From: "cmontgomery" <cmontgomery15@cox.net>
To: "Mark Stonich" <mark@bikesmithdesign.com>, <classicrendezvous@bikelist.org>
References: <6.2.3.4.0.20050622104707.03748b80@pop.earthlink.net>
Subject: Re: [CR]Ebay Outing; Vintage H R Morris Tourer Early 60's ?

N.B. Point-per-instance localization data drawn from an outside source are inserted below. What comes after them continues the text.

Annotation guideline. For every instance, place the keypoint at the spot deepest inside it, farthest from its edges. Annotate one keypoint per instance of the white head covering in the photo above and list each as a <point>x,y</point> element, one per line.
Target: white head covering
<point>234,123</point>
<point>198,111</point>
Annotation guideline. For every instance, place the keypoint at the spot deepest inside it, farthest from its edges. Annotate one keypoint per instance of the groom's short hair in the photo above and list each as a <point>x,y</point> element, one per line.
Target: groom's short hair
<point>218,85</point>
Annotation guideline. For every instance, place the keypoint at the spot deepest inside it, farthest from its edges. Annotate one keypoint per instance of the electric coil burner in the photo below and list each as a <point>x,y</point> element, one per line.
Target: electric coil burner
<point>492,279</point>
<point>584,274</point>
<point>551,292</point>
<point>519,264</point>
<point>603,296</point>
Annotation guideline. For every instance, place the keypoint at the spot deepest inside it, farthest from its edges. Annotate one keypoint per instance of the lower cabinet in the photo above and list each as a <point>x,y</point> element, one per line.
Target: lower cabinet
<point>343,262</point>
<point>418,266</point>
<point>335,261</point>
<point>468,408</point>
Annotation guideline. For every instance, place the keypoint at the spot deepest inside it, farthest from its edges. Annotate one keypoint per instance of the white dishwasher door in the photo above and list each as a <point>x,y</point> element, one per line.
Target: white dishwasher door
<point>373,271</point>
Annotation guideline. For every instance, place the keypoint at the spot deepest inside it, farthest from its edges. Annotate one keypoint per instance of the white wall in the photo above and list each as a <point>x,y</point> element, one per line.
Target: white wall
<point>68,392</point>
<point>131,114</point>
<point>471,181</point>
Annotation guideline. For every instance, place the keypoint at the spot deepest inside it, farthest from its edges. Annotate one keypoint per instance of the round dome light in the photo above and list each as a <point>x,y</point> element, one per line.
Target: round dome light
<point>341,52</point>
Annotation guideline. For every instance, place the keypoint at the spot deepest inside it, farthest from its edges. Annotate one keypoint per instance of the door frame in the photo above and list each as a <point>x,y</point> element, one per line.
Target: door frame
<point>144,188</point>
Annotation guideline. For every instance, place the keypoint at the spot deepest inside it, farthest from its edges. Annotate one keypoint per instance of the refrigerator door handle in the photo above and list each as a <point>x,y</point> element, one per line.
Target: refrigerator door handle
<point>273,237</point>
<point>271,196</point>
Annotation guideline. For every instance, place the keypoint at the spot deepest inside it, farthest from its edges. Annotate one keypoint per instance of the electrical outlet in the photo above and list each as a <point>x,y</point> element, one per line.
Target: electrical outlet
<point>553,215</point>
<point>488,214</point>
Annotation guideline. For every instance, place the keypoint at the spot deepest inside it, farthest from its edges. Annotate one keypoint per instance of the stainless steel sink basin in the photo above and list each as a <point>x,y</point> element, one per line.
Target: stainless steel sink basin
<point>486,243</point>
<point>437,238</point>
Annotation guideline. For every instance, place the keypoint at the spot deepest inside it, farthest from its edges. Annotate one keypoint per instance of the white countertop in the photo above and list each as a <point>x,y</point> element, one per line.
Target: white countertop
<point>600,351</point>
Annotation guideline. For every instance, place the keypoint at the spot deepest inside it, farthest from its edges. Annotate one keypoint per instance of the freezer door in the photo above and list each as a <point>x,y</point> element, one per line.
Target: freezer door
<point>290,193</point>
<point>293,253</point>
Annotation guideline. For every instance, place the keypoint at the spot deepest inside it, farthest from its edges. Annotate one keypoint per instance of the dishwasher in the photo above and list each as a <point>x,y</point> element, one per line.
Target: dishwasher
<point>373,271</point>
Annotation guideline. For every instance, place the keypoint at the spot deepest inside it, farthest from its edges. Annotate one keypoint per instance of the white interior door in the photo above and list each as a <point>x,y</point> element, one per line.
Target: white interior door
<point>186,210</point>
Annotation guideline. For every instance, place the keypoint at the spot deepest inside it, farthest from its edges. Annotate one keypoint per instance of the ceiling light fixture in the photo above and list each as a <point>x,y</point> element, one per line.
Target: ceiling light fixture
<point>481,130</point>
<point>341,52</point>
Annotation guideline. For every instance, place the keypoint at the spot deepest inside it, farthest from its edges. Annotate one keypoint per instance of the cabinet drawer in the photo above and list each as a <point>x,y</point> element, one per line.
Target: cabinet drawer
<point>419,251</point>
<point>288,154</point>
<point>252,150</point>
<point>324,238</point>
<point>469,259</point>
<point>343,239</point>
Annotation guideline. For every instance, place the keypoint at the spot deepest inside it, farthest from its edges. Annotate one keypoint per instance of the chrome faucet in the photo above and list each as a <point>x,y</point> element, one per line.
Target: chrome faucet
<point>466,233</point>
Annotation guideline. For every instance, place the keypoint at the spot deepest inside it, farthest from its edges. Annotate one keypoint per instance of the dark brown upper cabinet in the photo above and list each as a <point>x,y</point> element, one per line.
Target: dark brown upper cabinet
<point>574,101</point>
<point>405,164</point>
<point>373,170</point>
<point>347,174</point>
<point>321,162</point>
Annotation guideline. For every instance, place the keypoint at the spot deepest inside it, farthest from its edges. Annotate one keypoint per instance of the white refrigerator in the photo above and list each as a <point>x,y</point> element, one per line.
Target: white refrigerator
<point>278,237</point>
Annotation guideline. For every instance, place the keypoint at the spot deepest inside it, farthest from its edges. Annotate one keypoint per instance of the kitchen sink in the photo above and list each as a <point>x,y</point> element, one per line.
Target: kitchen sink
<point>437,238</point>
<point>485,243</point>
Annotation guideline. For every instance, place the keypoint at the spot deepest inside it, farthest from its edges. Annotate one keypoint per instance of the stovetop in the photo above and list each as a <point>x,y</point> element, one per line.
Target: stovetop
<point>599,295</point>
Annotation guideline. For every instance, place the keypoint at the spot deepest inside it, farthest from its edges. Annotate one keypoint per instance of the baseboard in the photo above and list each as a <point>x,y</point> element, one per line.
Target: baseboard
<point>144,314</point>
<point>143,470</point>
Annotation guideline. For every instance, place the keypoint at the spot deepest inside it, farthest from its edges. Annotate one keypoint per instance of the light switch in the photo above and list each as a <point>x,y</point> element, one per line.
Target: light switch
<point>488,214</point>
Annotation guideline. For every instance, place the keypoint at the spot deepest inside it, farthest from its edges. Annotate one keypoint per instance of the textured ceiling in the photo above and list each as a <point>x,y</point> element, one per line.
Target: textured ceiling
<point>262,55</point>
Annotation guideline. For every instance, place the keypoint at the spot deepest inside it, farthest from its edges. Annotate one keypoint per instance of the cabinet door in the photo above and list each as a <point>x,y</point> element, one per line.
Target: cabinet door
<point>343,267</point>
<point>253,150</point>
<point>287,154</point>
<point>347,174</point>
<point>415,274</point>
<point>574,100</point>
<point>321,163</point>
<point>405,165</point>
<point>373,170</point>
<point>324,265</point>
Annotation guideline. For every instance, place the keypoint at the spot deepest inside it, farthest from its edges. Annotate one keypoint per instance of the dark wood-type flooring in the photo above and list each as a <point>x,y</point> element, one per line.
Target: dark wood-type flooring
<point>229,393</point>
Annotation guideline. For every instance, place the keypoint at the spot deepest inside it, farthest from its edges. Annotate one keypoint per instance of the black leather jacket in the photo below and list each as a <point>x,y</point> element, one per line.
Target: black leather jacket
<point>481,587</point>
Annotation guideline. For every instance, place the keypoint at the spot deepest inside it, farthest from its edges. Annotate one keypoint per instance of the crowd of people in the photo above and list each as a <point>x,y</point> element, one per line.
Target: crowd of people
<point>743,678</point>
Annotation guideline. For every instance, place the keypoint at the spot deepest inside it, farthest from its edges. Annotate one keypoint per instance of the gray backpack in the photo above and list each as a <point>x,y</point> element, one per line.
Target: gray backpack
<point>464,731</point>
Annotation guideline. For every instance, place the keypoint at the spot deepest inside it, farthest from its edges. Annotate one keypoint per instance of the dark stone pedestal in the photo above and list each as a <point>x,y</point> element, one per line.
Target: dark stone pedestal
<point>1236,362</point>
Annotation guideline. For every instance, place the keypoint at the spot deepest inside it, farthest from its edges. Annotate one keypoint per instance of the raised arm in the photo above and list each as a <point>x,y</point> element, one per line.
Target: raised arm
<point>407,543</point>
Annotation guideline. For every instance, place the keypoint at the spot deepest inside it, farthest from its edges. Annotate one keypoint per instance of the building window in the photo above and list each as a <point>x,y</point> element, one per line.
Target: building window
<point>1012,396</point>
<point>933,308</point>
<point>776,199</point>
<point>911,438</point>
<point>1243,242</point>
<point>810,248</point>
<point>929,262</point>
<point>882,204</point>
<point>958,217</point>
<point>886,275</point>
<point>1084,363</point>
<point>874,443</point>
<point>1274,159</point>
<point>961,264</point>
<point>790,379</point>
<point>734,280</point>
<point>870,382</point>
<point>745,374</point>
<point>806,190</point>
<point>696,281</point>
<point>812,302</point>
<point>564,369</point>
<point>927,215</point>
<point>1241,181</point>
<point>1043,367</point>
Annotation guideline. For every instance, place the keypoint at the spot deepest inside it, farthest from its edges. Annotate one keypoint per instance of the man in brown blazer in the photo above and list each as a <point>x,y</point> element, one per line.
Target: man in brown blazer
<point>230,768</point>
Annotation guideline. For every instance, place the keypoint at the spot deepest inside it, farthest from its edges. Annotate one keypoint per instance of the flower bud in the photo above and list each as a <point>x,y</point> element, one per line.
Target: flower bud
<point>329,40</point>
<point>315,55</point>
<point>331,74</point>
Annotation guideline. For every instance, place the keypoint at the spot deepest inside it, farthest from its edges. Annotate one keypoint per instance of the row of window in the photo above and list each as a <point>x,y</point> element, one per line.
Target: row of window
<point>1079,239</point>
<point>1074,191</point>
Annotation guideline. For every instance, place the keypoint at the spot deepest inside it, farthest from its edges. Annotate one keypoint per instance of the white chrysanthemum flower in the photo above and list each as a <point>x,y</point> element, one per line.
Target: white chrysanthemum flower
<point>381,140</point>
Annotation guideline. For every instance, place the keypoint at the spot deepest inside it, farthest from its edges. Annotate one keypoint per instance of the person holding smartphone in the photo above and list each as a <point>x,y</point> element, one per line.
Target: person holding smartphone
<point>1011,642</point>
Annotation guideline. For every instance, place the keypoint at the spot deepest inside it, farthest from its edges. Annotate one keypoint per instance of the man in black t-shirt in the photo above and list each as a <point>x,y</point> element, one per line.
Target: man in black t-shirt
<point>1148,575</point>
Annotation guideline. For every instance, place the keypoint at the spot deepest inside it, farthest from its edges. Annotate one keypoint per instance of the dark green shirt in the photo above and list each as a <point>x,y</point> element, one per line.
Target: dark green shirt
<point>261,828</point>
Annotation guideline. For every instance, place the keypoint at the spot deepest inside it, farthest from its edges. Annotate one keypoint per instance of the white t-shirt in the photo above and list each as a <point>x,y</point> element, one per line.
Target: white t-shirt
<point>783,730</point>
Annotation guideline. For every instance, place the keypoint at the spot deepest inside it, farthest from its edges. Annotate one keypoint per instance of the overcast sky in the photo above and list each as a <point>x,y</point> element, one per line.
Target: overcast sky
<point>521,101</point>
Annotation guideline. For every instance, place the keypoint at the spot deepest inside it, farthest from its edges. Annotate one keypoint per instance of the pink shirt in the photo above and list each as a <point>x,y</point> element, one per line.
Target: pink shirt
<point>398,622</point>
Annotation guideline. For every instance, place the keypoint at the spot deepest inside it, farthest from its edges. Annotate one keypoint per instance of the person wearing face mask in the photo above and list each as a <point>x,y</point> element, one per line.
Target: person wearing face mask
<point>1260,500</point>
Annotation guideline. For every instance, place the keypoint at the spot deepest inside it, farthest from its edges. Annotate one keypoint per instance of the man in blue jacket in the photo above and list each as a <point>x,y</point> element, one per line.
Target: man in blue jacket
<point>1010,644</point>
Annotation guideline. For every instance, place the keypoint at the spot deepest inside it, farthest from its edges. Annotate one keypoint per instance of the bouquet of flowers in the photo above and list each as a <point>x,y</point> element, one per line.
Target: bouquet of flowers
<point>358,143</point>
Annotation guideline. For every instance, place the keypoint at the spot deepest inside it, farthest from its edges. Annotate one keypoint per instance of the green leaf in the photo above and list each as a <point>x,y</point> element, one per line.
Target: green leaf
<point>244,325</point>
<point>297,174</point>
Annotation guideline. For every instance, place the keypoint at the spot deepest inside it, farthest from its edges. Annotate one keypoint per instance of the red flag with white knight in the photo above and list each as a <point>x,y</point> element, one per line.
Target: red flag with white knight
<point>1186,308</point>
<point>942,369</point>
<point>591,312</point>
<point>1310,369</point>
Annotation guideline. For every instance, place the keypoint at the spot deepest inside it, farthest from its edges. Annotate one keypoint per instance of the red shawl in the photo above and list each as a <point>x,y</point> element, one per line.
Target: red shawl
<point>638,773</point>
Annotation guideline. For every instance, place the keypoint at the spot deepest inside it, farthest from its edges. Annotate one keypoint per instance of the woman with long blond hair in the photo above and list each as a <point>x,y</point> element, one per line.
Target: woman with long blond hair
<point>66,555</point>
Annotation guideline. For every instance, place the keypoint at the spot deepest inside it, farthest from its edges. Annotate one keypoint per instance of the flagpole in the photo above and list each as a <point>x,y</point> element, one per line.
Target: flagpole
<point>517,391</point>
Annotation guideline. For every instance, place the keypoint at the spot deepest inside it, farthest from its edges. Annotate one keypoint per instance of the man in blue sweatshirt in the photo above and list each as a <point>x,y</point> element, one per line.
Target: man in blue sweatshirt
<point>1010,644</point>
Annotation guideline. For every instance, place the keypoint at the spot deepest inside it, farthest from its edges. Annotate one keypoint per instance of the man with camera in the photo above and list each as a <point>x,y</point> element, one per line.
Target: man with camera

Date: Wed, 22 Jun 2005 19:26:31 -0700



> This is the sort of bike that trips my trigger. If it were my size,
> I'd bid stupidly high.
> http://ebay.com/<blah ME:B:SS:US:1>
> Mark Stonich;

Yessirree me too. This Morris is nice and would probably restore beautifully. I think I'd replate and polish, but leave the paint alone, primarily because the H.R. Morris looks handpainted to me. Why am I talking about this? It's too big and outta my moneytary league anyway given I just put a down payment on a Dave Bohm tourer. Oh well, it's fun. Wish there was some way we could put a date on these. My HR (HM410) is about 60 frames beyond this one. No fancy lugs, long point Prugnats, full-wrap seat stays, fully-sloping fork crown, 72.5 parallel, tighter wheelbase, built for 27". I'm having Bohm replicate this bike in many ways. It handles beautifully, very randoneurrish. I guestimated it at early 70's, but 60 frames in roughly 10 years? Does that seem right? Anyone have an idea of what the average output would be for an independent British builder in the 60's? When (and why) did fully-sloping fork crowns become popular?